In fact, if you think about the wai as a social ritual, one of its functions is precisely to create and reinforce goodwill. If local people see a foreigner making the gesture appropriately, they may feel recognized and respected. If seeing that reaction gives you pleasure, that seems almost built into the system. Social customs are partly designed to generate those pleasant mutual feelings.
The interesting question, perhaps a very Stoic one, is what would happen if the face disappeared.
Suppose nobody noticed. Suppose nobody approved. Suppose everyone found it quaint or even silly. Would you still do it?
From what you've said in the past, I suspect the answer is yes. You described it as almost a reflexive gesture of respect, rather like crossing oneself upon hearing of a death. That suggests there is something deeper than the social reward.
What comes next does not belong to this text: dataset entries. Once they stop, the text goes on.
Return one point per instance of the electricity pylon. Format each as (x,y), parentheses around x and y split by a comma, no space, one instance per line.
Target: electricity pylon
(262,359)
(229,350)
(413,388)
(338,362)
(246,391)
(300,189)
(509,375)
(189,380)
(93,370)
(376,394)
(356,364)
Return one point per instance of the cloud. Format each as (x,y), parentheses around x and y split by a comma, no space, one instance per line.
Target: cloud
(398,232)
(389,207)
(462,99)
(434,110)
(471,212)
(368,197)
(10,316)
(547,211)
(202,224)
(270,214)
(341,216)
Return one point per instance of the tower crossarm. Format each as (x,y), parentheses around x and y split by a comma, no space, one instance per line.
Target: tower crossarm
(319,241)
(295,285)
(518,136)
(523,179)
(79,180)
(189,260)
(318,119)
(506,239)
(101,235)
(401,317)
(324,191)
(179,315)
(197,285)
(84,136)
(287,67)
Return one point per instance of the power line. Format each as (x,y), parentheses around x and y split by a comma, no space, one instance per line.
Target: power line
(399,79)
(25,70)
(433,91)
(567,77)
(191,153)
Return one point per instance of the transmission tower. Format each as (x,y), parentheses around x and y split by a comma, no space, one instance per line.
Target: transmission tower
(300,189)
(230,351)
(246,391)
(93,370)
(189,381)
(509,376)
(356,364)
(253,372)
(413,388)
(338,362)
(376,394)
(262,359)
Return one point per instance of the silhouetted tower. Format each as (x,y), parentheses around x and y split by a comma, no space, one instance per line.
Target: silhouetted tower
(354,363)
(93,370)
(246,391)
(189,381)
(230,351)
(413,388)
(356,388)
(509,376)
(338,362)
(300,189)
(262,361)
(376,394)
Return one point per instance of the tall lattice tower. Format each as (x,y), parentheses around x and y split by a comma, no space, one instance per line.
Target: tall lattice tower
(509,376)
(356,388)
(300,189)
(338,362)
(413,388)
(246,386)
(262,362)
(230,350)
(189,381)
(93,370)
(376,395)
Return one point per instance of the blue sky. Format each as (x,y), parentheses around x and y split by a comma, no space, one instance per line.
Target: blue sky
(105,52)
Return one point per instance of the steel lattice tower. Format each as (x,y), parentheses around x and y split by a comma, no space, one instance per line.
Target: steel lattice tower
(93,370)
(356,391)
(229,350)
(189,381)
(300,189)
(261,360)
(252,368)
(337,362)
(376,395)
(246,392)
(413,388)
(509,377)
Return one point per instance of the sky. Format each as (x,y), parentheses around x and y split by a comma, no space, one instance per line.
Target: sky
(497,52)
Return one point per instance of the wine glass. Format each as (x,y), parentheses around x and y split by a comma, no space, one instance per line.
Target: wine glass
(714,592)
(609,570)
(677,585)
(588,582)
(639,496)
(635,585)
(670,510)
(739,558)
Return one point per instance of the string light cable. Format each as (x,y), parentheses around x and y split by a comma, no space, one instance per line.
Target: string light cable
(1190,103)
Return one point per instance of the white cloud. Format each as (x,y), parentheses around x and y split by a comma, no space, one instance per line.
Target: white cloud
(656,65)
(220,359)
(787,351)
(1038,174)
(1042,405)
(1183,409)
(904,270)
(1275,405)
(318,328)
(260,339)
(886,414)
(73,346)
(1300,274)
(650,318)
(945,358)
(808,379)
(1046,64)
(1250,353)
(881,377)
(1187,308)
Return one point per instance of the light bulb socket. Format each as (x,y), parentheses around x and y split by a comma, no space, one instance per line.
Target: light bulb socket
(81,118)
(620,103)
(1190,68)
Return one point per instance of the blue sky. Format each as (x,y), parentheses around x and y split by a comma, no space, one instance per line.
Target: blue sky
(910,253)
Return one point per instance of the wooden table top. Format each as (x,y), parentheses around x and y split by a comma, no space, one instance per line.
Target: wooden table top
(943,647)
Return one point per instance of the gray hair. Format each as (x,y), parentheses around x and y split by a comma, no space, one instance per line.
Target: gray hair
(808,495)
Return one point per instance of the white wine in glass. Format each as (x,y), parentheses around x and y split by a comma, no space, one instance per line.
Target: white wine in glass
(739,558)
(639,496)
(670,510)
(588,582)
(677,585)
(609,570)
But I also think your observation about face is important. We often tell ourselves stories about our motives that are too simple. "I do this purely out of respect." Maybe. Or maybe, "I do this out of respect, because it pleases others, because it pleases me to please them, because I like belonging, and because I like being seen as someone who behaves respectfully."
That fuller account is usually closer to the truth.
Epictetus might even approve of noticing this. The danger is not that you gain face. The danger is if you become dependent on it—if the real object of the exercise quietly shifts from showing respect to harvesting approval.
Merely recognizing that possibility is already a step toward seeing the situation more clearly. In the spirit of our discussion, it is another attempt to distinguish the thing itself from the story we tell about it. Not "I am purely respectful" and not "I am secretly selfish," but simply, "Several motives are present here." That is often how human beings actually work.
That’s a lovely little vignette—very human, very “habit-and-place doing its work on you.”
There’s something interesting going on there that sits right between respect, conditioning, and social awareness. You didn’t decide once to wai the Buddha statue; you stepped into a space where a certain grammar of behaviour is already active, and your body just keeps speaking it each time you pass.
And notice what happens in your example: alone or not. That detail matters. Even when the social audience is absent, the behaviour continues. That suggests it’s no longer just face-management in the narrow sense. It’s become something closer to what anthropologists would call an embodied norm—something your nervous system treats as “what one does here.”
In Buddhist contexts, especially Theravada settings in Thailand and Cambodia, a statue of the Buddha is not just décor; it is a focal point of reverence, a kind of moral “presence-marker” in the environment. So your wai is doing several things at once:
You’re acknowledging respect. You’re participating in the local code. You’re smoothing social friction (even if no one is watching). And yes—you’re also enjoying the fact that you are the kind of person who does that appropriately. That last part is where “face” lives, but it doesn’t cancel the others. It sits alongside them.
If Epictetus were observing this from the stairwell, I suspect he’d do his usual move: strip it down to the bare acts. Not “Was your motive pure?” but “Did you act in accordance with your judgment of what is fitting in that place?”
From his perspective, the wai is neither morally elevated nor morally tainted by the pleasure of being seen to do it. The only real question would be whether your judgment about what is appropriate in that setting is coherent and deliberate—or whether you’re being dragged entirely by habit and approval-seeking without awareness.
What I find interesting in your telling is that you’re aware of the layers. That already changes the psychological structure of it. It’s no longer unconscious performance; it’s observed performance. And once something is observed, it becomes a little less compulsive and a little more flexible.
So it’s not so much “impure motive revealed” as “multiple motives noticed at once.” Which, unromantically, is what most human action actually looks like.